Emerging platform capabilities

Several commercial platforms and frameworks are building explicitly for this model. Vendors are exposing commerce-native tool schemas — structured APIs for inventory queries, availability checks, cart operations, and order management that agents can call reliably. On the AI side, shopping-specialised models fine-tuned on product data and commercial intent signals are beginning to appear alongside general-purpose models.

The deeper integration challenge is trust and delegation. Users are comfortable asking an agent for recommendations. They are less uniformly comfortable with an agent completing a purchase on their behalf. The design of confirmation checkpoints, budget guardrails, and reversibility primitives — the ability to easily undo an agent’s action — will likely determine the pace of adoption as much as the underlying model capability.

Implications for platform builders

If you are building or maintaining a commerce platform today, the architectural question worth asking is: how would an AI agent interact with my system? APIs designed for human browser sessions — paginated HTML, session cookies, CAPTCHA-gated flows — are not agent-friendly.
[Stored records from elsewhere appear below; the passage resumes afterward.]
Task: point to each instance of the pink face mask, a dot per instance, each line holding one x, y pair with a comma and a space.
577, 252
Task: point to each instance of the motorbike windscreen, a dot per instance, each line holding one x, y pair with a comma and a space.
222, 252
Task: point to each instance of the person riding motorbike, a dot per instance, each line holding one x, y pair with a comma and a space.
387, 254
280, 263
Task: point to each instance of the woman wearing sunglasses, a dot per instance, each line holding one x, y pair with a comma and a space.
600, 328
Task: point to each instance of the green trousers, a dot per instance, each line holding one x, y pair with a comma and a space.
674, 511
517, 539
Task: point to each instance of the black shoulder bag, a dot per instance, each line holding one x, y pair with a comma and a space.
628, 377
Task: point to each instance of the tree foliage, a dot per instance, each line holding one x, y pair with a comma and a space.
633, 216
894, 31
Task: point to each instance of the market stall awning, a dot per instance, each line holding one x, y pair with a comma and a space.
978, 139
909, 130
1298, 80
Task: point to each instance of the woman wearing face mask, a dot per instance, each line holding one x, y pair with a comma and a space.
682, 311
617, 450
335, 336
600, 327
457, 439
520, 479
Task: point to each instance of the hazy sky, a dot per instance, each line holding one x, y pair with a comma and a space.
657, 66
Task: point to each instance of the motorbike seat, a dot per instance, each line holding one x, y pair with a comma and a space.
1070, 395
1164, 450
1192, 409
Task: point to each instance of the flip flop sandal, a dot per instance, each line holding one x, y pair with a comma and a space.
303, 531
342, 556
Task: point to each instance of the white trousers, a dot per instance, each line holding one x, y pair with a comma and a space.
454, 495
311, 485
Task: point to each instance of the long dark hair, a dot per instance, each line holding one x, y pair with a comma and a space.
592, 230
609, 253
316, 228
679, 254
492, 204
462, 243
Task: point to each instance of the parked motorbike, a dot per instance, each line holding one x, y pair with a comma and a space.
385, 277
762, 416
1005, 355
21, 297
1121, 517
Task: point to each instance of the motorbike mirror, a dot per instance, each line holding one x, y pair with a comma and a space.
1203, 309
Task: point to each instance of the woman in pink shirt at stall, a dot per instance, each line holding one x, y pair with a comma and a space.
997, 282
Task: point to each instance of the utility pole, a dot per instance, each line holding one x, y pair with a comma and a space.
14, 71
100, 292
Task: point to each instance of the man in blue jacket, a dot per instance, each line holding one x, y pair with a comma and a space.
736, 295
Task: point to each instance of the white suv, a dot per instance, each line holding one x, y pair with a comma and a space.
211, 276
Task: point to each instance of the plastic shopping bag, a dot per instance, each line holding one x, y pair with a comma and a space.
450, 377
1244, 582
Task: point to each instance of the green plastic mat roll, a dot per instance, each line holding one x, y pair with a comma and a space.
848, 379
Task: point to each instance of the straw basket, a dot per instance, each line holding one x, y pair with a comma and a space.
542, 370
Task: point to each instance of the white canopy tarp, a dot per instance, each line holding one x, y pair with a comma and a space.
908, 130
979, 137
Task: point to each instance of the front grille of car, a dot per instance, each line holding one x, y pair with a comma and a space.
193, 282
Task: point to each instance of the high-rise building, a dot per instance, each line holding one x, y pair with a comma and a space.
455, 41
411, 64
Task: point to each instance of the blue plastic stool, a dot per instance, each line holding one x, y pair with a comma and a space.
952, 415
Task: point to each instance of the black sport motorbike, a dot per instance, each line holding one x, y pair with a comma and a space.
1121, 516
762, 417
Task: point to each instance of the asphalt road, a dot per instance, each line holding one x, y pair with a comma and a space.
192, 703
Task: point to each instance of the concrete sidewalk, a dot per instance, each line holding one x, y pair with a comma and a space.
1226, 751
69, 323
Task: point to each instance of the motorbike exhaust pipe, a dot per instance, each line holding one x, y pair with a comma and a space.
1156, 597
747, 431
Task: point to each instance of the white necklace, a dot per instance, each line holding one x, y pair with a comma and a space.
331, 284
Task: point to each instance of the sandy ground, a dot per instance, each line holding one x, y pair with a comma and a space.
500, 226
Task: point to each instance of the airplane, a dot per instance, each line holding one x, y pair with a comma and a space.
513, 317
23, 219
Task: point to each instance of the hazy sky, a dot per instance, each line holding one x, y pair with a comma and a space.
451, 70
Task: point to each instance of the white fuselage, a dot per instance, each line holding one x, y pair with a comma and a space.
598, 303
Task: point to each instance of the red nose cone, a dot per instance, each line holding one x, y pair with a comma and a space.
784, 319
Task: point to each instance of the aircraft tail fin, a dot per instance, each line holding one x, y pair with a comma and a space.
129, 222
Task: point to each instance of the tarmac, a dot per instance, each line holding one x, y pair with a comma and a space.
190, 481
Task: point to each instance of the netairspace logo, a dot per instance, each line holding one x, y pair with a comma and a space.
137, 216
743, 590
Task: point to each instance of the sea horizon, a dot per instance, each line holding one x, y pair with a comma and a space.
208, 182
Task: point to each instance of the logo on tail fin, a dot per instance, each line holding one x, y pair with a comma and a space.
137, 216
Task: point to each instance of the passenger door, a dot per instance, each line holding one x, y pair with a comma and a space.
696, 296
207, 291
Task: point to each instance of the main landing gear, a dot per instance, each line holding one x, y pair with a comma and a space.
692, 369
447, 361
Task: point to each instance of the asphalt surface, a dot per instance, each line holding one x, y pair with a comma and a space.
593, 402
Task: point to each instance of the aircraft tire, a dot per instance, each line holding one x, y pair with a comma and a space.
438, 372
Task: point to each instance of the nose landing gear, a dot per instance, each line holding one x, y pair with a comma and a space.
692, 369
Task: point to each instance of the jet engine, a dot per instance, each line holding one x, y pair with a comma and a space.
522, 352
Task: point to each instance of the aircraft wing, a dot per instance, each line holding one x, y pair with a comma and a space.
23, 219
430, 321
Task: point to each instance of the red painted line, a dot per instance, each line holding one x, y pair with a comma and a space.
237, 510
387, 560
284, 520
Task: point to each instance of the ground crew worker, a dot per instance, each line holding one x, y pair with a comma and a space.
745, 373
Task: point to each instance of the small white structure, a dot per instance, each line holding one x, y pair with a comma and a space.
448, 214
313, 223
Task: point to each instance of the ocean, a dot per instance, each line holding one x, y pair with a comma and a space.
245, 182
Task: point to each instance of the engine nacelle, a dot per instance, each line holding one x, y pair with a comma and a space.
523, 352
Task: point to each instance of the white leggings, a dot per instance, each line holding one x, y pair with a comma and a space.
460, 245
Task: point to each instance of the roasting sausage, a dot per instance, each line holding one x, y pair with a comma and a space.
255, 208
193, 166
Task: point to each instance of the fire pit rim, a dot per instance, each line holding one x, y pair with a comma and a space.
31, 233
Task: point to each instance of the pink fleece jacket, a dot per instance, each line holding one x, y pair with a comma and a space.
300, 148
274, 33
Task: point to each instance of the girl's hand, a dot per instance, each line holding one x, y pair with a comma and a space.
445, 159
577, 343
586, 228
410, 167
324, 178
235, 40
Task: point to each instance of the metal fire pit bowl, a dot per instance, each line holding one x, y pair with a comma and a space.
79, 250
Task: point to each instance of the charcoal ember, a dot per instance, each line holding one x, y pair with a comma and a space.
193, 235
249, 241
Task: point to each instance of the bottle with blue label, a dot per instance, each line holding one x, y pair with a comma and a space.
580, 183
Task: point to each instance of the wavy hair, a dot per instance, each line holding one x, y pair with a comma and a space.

Investing now in clean, structured, programmatic APIs for your core commerce operations is both a technical necessity for agent integration and generally good engineering practice.

04 — The Convergence

These three developments — RAG, agentic orchestration, and agentic commerce — are not separate trends. They are layers of a single stack converging toward the same destination: AI systems that can reason over real-world knowledge, take goal-directed action across real-world tools, and operate within real-world commercial contexts.

RAG provides the knowledge retrieval layer. Agentic orchestration provides the action and reasoning layer. Domain-specific applications — commerce, enterprise workflow, developer tooling — provide the context in which those capabilities produce business value. Organisations that invest in all three layers, and in the infrastructure to connect them reliably, are building durable advantage.

The engineering challenges that remain are real: reliability at scale, evaluation and testing, safe delegation of authority, latency under complex multi-step workflows. But the trajectory is clear. The question for engineering teams is not whether to engage with this stack, but how to engage with it thoughtfully — with appropriate investment in evals, guardrails, and infrastructure — rather than treating it as a prototyping playground.